Who deserves our shame? The ones who established the residential schools or the ones who kept them going after the harm so obviously manifested itself across the decades? The erasure of Canada’s founder is not only the wrongful conviction of Sir John A. Macdonald but it’s also the wrongful acquittal of his many successors.  

Bereft of heroes. Devoid of pride. 

Wilfred Laurier, D’Arcy McGee, Joseph Brant, Brébeuf, Stephen Leacock, Sam Steele, Agnes Macphail, Norman Bethune, Oliver Mowat, Frederick Banting, Grey Owl, Henry Kelsey, William Osler, Winston Churchill, and Pope John Paul II all have schools in Toronto named after them. All great but imperfect. Must they too be erased? And who’s next?   

Erasing Sir John A. Macdonald’s name from our public space is nothing more than tokenism and childishness, with barely a passing glance at history, that will have no meaningful impact on the very people it professes to help. It only alienates the broad swath of Canadians whose support is needed to drive at real change. And the application of an increasingly strict, unforgiving purity test applied retroactively to great Canadians who lived and died long ago in a different world will inescapably lead to a nation bereft of heroes, devoid of pride, with no spirit or unifying beliefs, and filled with anger and resentment fueled by historical grievances.

We’re a great country. The world is getting better.

Canada is a blessed country to which many millions of immigrants came for a better life.

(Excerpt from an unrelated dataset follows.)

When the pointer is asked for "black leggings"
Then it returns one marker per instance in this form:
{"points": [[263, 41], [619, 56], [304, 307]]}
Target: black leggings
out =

From before our official founding, they braved perilous journeys, financial hardship, great distances from family and familiarity, and sailed and flew into an unknown future because of their faith in Canada. They placed their future and their children at the mercy of Canada. Why Canada?  

Contrary to what some pessimists argue, Canada was and continues to be more peaceful, more just, and more enlightened than any other country. We owe much of this collective achievement to our political culture—the Canadian political culture—and our political culture is very much the legacy of Sir John A. Macdonald. Tolerance, generosity, the peaceful and pragmatic bridging of political differences, the spirit of compromise, measured responses to problems, and the never-ending journey to a better Canada for all. These were his politics and the values that he championed.  

Canadians are proud of their history and rightfully so. The life of Canada led by the decisions of its leaders, like our own lives and those of our forebears, remains imperfect, for a national life is solely composed of human acts; but humans can never be perfect, free from error that only time and hindsight reveal.

Different opinions are not unpatriotic or invalid. New knowledge emerges through historical study. New perspectives are shared. There’s nothing wrong with offering a fuller picture of our historical figures. We live in a free country where reasoned disagreement should be noble and is the mark of a mature society.   

The world is moving to a better place—the rule of law, respect for the dignity of all humans, the advancement of science, and the conquest of disease. No one would prefer that their children were born in 1923 over 2023. Yet problems and failures persist.   

Vandalizing monuments is easy. Pulling down names is easy. Improving lives is hard. Changing the future is hard. Sir John A. Macdonald knew this. He dedicated his life to the hard work of building Canada. Honouring him is right.